For individuals to have trust in the security of the system and be willing to share such information, knowing who is present on the system and who has access to this material is vital. In limiting the nodes on the system to those verified by the system administrator, the likelihood of the presence of malicious actors might be decreased. On the other hand, care must be taken to ensure that the authorities responsible for the governance of the system can be fully trusted. The structure of the network also must incorporate checks and balances so that no single agency can unilaterally make decisions about access and how documentation is handled and preserved. Identity, authentication, and authorization, which are features of permissioned systems, must not be solely relied upon to protect system users. Other mechanisms, such as privacy-preserving system design and techniques, must also be applied.

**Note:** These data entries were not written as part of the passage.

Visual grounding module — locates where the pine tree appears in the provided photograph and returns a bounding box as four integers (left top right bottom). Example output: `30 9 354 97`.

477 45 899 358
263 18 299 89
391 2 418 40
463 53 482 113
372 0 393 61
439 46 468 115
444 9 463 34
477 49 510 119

This exploratory paper offers insight into some of the benefits and challenges associated with establishing decentralized storage solutions for archives. Due to the political sensitivity of the human rights violations taking place in Xinjiang, researchers and activist groups need to be aware of the vulnerabilities associated with current archival storage solutions. Cybersecurity attacks and manipulation of data are becoming a massive threat to the infrastructure that currently we have in place for hosting and storing sensitive information. Exploring decentralized and distributed solutions offers the potential for increased security and integrity of records, although we still observe that such solutions alone cannot inherently guarantee the accuracy, reliability, and authenticity of records without human verification.

Future research in this field includes developing the specific requirements needed to support activist groups working on Xinjiang-related issues. For example, while in theory blockchain can be incredibly strategic for evidence curation and preservation, some technological literacy is required to properly operate and verify blockchain systems. Any interest in deploying blockchain-driven approaches in Xinjiang, for example, must consider the technological aptitude of stakeholders on-ground and consult literature on using nascent technologies in humanitarian affairs. Evaluating which competing protocol would be the most appropriate to store sensitive documentation is important. However, configuring and tailoring user experiences and user interfaces (UX/UI) of such systems to the socio-cultural considerations of activists, and identifying scenarios in which off-chain human errors can compromise blockchains in a humanitarian setting, for example, become of higher importance.

While there are limitations to this emerging technology, the literature indicates that distributed ledger systems offer an opportunity to place less reliance on centralized parties for archival purposes. This is especially important when centralized parties have a vested interest in suppressing the truth and any related documentation or may present a single point of failure and security vulnerabilities. While individuals must be cautious when applying new technological solutions to social challenges like that in Xinjiang, there is evidence from use cases to suggest that decentralized systems could be an effective way to support groups on the ground. As technology is evolving and changing, so is its ability to have a social impact.

As regimes are becoming more technologically sophisticated, activists, scholars, and community leaders have to continually find new ways to hold people accountable, in the short and long terms. With the advent of distributed ledger systems, preserving and archiving materials for truth and reconciliation work at the community level is more possible than ever. In situations of identity-based conflict and cultural erasure, to be silenced is to allow the oppressor to win. Communities and people are resilient and need archives that are reflective of that. Decentralized systems create a powerful tool to combat those in power and push for truth and transparency in times of darkness and conflict.